Même s’il est trop tôt pour tirer des conclusions sur ces engagements interarmées et interalliés qui se terminent à Syrte où la lutte continue , je noterai la remarquable performance de nos Rafale et la bonne tenue des autres appareils et hélicos de combat dont on a heureusement redécouvert toute la complémentarité. Il faut de tout pour tenir une bataille aérienne dans tous les domaines de lutte, incluant le renseignement, la gestion de l’espace, le ravitaillement en vol et la guerre électronique, et où les alliés ont pris une large part ne l’oublions pas : l’union fait la force. Le nombre relativement restreint d'avions de chasse français engagés (33 au plus, y compris les 16 Marins) imposait une large coopération dépassant le cadre de l'Otan, ce qui nous éclaire sur nos réelles capacités à agir et à durer, même si le surcoût estimé de cette guerre est pour nous relativement bas (320 millions d'euros estimés fin septembre 2011). Si l'on ajoute les autres engagements aériens (Afghanistan, Djibouti, Tchad, EAU, Baltic...) on totalise moins de 50 appareils Air engagés pour 250 existants, soit environ un sur 5 déployé. Dire qu'on atteint là une limite serait sans doute abusif, même si je ne pense pas que l'on puisse  espérer faire beaucoup plus.  Ceci dit, nos engagements précédents ces 20 dernières années n'ont jamais dépassé ce nombre, même si les avions en première ligne étaient alors beaucoup plus nombreux, mais incomparablement moins performants et polyvalents que notre Rafale actuel. 

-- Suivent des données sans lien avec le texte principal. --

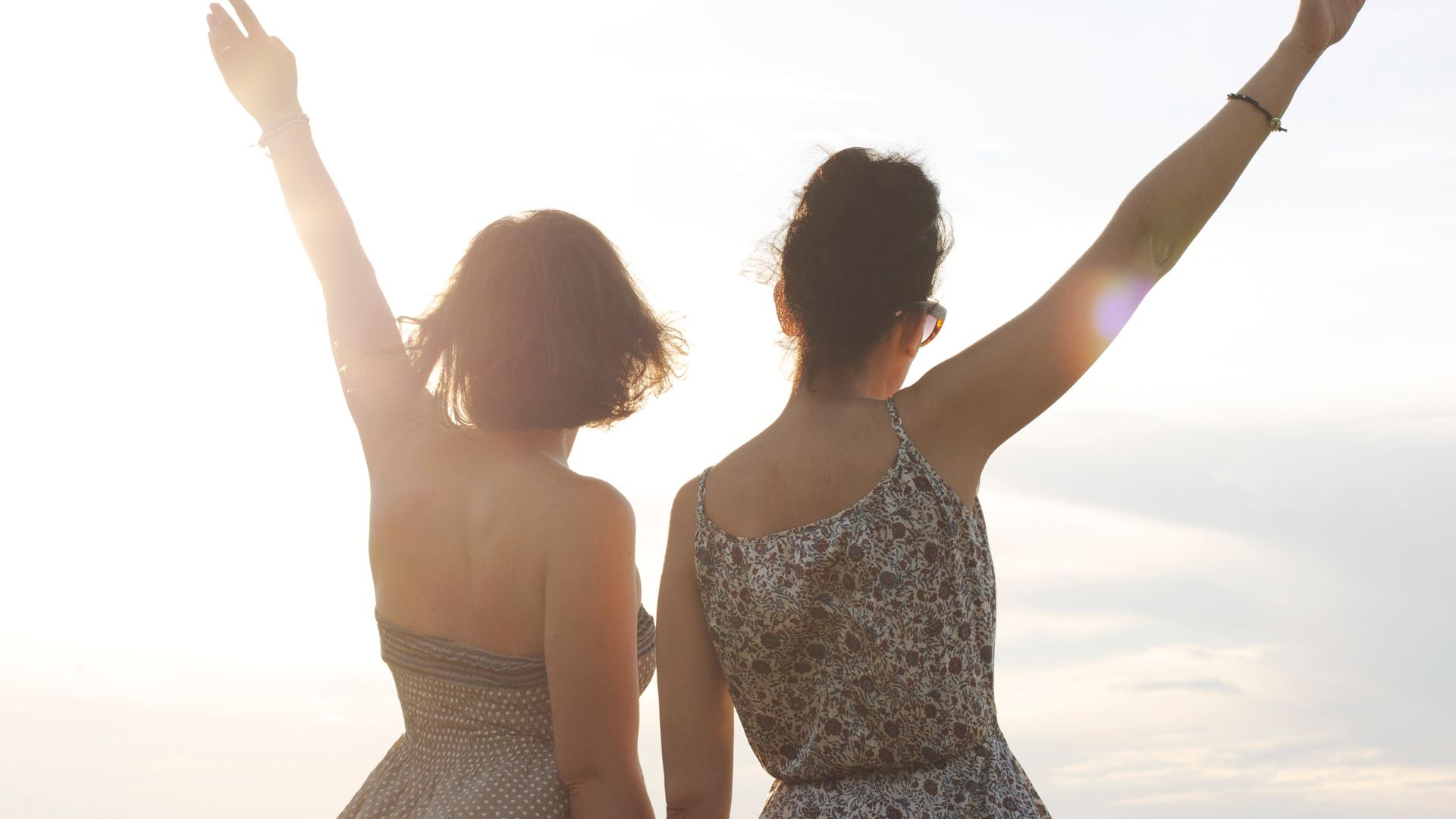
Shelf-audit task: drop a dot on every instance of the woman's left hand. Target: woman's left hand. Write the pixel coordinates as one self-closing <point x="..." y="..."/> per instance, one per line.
<point x="1323" y="24"/>
<point x="258" y="69"/>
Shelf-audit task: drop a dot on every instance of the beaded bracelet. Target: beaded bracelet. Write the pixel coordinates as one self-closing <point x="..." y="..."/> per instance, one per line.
<point x="1274" y="121"/>
<point x="281" y="124"/>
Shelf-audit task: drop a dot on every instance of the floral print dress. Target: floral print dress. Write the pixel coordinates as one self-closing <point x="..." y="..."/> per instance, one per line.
<point x="859" y="651"/>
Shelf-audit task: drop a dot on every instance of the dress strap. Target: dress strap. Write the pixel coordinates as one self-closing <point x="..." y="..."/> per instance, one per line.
<point x="894" y="422"/>
<point x="702" y="488"/>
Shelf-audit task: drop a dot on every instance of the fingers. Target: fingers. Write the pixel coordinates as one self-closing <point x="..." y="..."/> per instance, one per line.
<point x="226" y="27"/>
<point x="218" y="41"/>
<point x="249" y="19"/>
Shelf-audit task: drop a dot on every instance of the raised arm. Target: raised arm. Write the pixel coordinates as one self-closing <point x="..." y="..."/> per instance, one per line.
<point x="983" y="395"/>
<point x="696" y="713"/>
<point x="381" y="385"/>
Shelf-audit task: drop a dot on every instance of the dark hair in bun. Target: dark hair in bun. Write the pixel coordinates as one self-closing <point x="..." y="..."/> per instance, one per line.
<point x="867" y="240"/>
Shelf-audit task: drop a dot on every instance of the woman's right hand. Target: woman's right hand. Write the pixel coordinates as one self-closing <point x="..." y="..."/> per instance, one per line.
<point x="1323" y="24"/>
<point x="258" y="69"/>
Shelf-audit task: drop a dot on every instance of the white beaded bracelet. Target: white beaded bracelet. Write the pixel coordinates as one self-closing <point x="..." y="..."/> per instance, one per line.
<point x="278" y="126"/>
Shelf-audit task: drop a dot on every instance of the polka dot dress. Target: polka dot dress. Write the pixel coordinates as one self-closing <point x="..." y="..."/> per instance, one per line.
<point x="859" y="654"/>
<point x="478" y="732"/>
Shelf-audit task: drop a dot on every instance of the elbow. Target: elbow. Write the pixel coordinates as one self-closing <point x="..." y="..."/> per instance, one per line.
<point x="1159" y="254"/>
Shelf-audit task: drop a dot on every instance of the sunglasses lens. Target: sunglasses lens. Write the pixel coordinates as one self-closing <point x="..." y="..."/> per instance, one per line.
<point x="930" y="327"/>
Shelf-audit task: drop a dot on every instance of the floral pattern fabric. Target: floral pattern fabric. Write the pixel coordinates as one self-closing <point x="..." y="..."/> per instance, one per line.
<point x="859" y="653"/>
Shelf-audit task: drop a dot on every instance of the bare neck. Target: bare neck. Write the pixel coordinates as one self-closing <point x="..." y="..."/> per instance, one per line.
<point x="554" y="445"/>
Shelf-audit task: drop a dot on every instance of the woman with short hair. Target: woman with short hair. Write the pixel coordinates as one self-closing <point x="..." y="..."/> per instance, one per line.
<point x="507" y="595"/>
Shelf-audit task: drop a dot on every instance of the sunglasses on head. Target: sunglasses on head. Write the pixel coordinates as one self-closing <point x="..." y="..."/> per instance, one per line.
<point x="934" y="318"/>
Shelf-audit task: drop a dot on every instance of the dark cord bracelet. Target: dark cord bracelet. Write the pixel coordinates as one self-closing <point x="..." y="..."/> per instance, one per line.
<point x="1274" y="121"/>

La suite politique de cette histoire libyenne reste à écrire dans un cadre géopolitique complexe où toute l’Afrique est à la peine et désormais privée des largesses financières du pouvoir libyen, et obligée de gérer le retour de ses expatriés en Lybie parfois bien armés. Elle appartient bien sûr aux diplomates qui ont su donner une légitimité à une guerre que les critiques n’ont néanmoins pas épargnée. L’avenir est forcément radieux lorsqu’on est optimiste, même si on sait qu’abattre un dictateur ne promet pas forcément des lendemains radieux.

La suite économique va sans doute replacer nos entreprises dans le processus de reconstruction local, puisque la nouvelle Libye dispose de moyens pour se développer et retrouver une réelle prospérité.